わたしは研究し,深く考えるにつれ,真の意味で救い主を知っていることよりも,救い主についてただ知識があることの方が,はるかに多いことにはっきり気づきました。そこでわたしは,主を知るためにさらなる努力をすると決心しました。聖文と,イエス・キリストの弟子である忠実な兄弟姉妹の証にとても感謝しています。ここ数年間のわたしの旅路は,多くの研究と発見へとつながりました。今日は,わたしが書いたつたない言葉よりもはるかにすばらしいメッセージを,聖霊が皆さんに伝えてくださるよう祈ります。

第1に,主を知ることこそ,人生で追い求める最も重要なことだと認識する必要があります。ほかの何よりも優先されるべきです。

「永遠の命とは,唯一の,まことの神でいますあなたと,また,あなたがつかわされたイエス・キリストとを知ることであります。」4

「イエスは彼に言われた,『わたしは道であり,真理であり,命である。だれでもわたしによらないでは,父のみもとに行くことはできない。」5

「わたしは世の光である。わたしに従って来る者は,やみのうちを歩くことがなく,命の光をもつであろう。」6

第2に,さらに主を知るようになると,聖文や預言者の言葉が身近で意義深いものとなり,自分自身の言葉となります。他人の言葉や感情,経験をまねるのではなく,御言葉を試し,7聖霊の証を受けることによって,自分ならではの方法で,自分自身で知ることができるようになるのです。預言者アルマはこう述べました。

「あなたがたは,わたしが自分でこれらのことについて知っていることに気づかないのか。見よ,わたしは,自分が語ってきたこれらのことが真実であることを知っている。あなたがたは,わたしがどのようにしてこれらのことが確かであるのを知ったと思うか。
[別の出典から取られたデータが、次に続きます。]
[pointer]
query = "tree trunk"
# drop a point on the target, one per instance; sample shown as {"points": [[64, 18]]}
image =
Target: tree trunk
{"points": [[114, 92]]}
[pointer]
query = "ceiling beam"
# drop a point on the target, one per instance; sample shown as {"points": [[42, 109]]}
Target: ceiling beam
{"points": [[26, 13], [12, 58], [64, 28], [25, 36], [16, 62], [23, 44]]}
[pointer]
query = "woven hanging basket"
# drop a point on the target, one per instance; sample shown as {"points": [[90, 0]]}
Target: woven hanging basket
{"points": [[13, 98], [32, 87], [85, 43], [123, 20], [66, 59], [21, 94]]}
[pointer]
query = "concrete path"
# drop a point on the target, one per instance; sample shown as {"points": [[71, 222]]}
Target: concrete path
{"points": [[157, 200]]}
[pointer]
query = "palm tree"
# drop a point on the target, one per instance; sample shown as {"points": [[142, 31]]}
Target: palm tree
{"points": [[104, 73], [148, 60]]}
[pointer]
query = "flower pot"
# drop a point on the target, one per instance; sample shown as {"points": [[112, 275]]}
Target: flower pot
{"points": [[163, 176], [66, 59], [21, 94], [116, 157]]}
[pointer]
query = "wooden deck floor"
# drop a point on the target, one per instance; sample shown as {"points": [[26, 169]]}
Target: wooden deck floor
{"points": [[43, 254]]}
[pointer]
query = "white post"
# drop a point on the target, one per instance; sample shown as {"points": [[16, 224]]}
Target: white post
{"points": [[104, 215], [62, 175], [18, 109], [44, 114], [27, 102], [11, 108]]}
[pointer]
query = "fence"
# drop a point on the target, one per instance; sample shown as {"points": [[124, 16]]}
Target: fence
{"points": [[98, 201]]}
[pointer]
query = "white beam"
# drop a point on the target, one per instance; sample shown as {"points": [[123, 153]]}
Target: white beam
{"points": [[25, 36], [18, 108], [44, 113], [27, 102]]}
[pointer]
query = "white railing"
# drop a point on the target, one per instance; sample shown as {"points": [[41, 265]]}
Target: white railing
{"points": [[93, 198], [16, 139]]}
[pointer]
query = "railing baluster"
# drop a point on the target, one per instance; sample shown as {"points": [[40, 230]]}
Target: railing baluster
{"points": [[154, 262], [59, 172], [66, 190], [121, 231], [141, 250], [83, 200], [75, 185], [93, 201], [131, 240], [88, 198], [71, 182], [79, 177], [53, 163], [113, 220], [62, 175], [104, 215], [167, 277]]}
見よ,わたしはあなたがたに言う。これらのことは,神の聖なる御霊によってわたしに知らされているのである。見よ,わたしは自分でこれらのことを知ることができるように,幾日もの間,断食をして祈ってきた。主なる神が神の聖なる御霊によってこれらのことをわたしに明らかにされたからである。 わたしの内にある啓示の霊によって知らされたのである。」8

第3に,イエス・キリストの贖罪はわたしたち一人一人に,個人的に適用されるという理解が増すと,主を知るようになります。多くの場合,一般論としてキリストの贖罪について考えたり語ったりする方が,自分の人生における贖罪の重要性を認識するよりも簡単です。イエス・キリストの贖罪は無限かつ永遠であり,広くまた深くすべてに及びつつも,その効力はまったく個人的なものです。その贖いの犠牲ゆえに,救い主は一人一人を清め,癒し,強める力をお持ちなのです。

始めのときから救い主が願っておられる唯一の目的は,御父の御心を行うことです。御父の御心とは,主が「父のみもと……〔におられる〕助け主」となり,9「人の不死不滅と永遠の命をもたらす」のを手伝うことでした。10それゆえに,「彼は御子であられたにもかかわらず,さまざまの苦しみによって従順を学び,そして,全き者とされたので,彼に従順であるすべての人に対して,永遠の救の源とな〔られた〕」のです。11

「そして神の御子は,あらゆる苦痛と苦難と試練を受けられる。……

また神の御子は,……死の縄目を解くために,御自身に死を受けられる。また……御自分の心が憐れみで満たされるように,また御自分の民を彼らの弱さに応じてどのように救うかを肉において知ることができるように,彼らの弱さを御自分に受けられる。

……神の御子は御自分の民の罪を負い,御自分の解放の力によって彼らの背きを取り消すために,肉において苦しみを受けられる。」12

主の贖罪の個人的な性質を受け入れようとするとき,時折葛藤を経験することがあります。そのことについて説明するために,ある単純な経験を紹介しましょう。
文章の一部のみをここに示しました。